Qué hacer en una tarde como ésta en Bruselas.
Es agosto y llueve. Los viejos miran por una rendija de la ventana mientras fuman un pitillo. Las viejas se cubren con bolsas de la compra los frágiles pelos que guardan sus pequeñas cabezas. Los jóvenes se sientan frente a las ventanas mientras fuman un porro y miran a través de las rendijas de sus ojos. Las jóvenes intentan escribir poesía para olvidar la lana húmeda que se pega a sus cuerpos.
¿Y yo? Yo me recuesto en la veranda para oir las gotas que caen sobre mí, en el vidrio opaco del que resbalan las goteras, tal como cae mi ánimo. Respiro y espero. El musgo parece crecer, húmedo y esponjoso, sobre las pieles blancas y las nubes emborrascan hasta el más brillante ingenio.
Llueve, y hace frío.
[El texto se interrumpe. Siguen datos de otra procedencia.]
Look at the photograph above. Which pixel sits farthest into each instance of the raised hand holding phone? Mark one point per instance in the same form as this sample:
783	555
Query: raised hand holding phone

Es agosto, pero ya no se ve el mar. El cielo nunca dejó de estar gris en esta ciudad. No hay nada que hacer en Bruselas cuando llueve, llueve, llueve. Las bicicletas aparcadas, las aceras empapadas, las puertas cerradas. El óxido, y no el sol, dora los pies que no caminan.
Es una ciudad de marineros sin puerto, sin barco, sin rumbo.